Thembekile Mankayi waged a mighty campaign against predators who ultimately exploded and collapsed his lungs. Nozuzile Mankayi will not stay unheard or unseen. For her, and for the more than 200,000 former gold mineworkers and gold widows now engaged in a class action suit, the struggle continues.

 

(Photo Credit: Laura Lopez Gonzalez / health-e.org.za)

For women, the bodies come home, the extraction continues

 

A report came out today that considers the compensation system for occupational lung disease in South Africa’s mines. The compensation system mirrors the mining industry in that it brutalizes the mostly male Black work force and, equally and systemically, the mostly female Black mining communities `back home.’
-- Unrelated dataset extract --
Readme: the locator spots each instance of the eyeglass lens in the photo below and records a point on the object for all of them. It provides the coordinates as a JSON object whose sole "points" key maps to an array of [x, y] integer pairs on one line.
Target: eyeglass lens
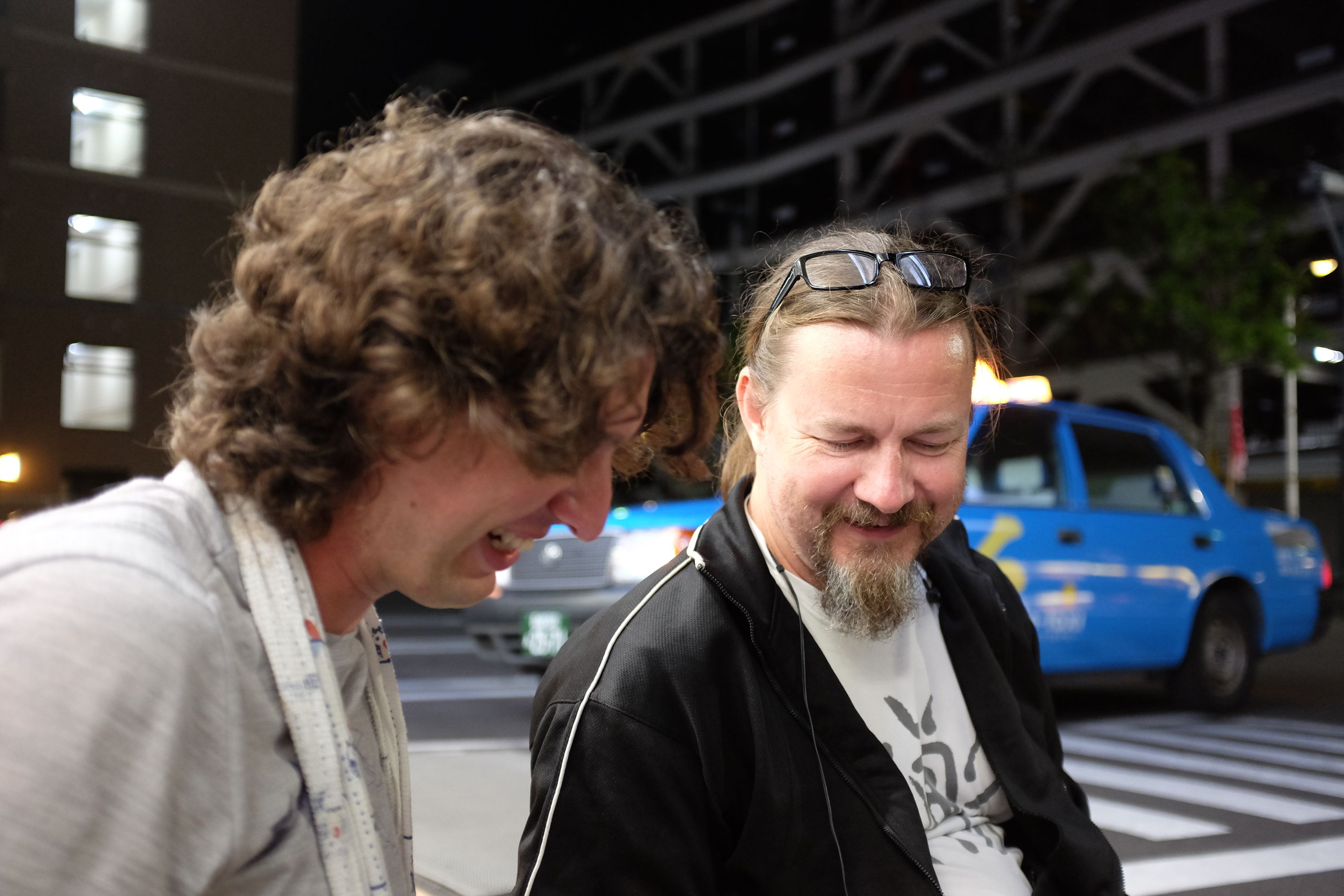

According to the report, the system is one hundred years old, and in a hundred years, not much has changed. Mineworkers still come primarily from the Eastern Cape, and from Swaziland, Lesotho, Botswana, and Mozambique. Mine work in South Africa is “particularly risky,” which, given mining conditions elsewhere, is saying something. South Africa `boasts’ the world’s deepest gold mines, and the orebodies are extraordinarily narrow. As a result, miners face high rates of exposure to silica dust every single day.  While the compensation for those who suffer silicosis is no longer formally skewed towards White mineworkers, effectively it still disenfranchises Black mineworkers. Much of the reason for this is the lack of access those mineworkers have once they go back home. Thus the sinister impact of geographical employment patterns continues more or less unabated a full century later, and twenty years into the new South Africa.
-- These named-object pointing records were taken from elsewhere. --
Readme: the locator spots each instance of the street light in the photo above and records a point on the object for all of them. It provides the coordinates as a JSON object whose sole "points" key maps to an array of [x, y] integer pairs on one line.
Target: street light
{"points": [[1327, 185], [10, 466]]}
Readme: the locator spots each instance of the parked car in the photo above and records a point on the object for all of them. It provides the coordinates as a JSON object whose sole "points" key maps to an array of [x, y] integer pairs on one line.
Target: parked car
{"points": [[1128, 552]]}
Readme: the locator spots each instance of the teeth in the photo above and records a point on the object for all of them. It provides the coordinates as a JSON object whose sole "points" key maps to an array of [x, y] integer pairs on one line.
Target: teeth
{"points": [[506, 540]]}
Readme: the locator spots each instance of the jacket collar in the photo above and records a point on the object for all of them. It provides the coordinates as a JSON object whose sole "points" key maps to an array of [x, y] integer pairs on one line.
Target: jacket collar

Much of the compensation falls under the Occupational Diseases in Mines and Works Act, or ODIMWA, passed in 1973. Despite some fifteen rounds of amendment since 1973, not much has changed. The status quo has a particular fate in store for women:

ODIMWA’s autopsy provision for deceased workers effectively puts compensation out of reach for already disadvantaged claimants, such as migrants, women, and blacks. If autopsy remains a route to compensation, it should be more accessible and better explained. If a mineworker or former mineworker was not diagnosed with a compensable disease while alive, survivor claimants can only receive compensation by submitting the deceased’s cardiorespiratory organs to the DOH for autopsy. This requirement can prove a major hardship. Organ removal is inconsistent with various claimant communities’ cultural beliefs. For instance, some southern African customs exclude widows from decision-making, which can include providing medical consent, during a bereavement period following husbands’ deaths. As a result, using autopsies to determine eligibility disadvantages female survivors, especially those from certain African ethnic groups. In addition, logistical shortcomings, such as unequal distribution of government-issued autopsy organ collection boxes, make it challenging for black survivors to apply. These barriers are also high for survivors of migrant workers, as the South African government does not distribute autopsy equipment in other countries. Moreover, many survivors are not even aware of the autopsy option.”

Women are the survivors, and women in mining communities, which are often quite distant from the mines, discover, in the niceties of autopsy provisions, that, for those who labor the mine, there is no dignity in labor, and, for their survivors, there is no dignity in death. The bodies come home, the debts and demands pile up, the extraction continues.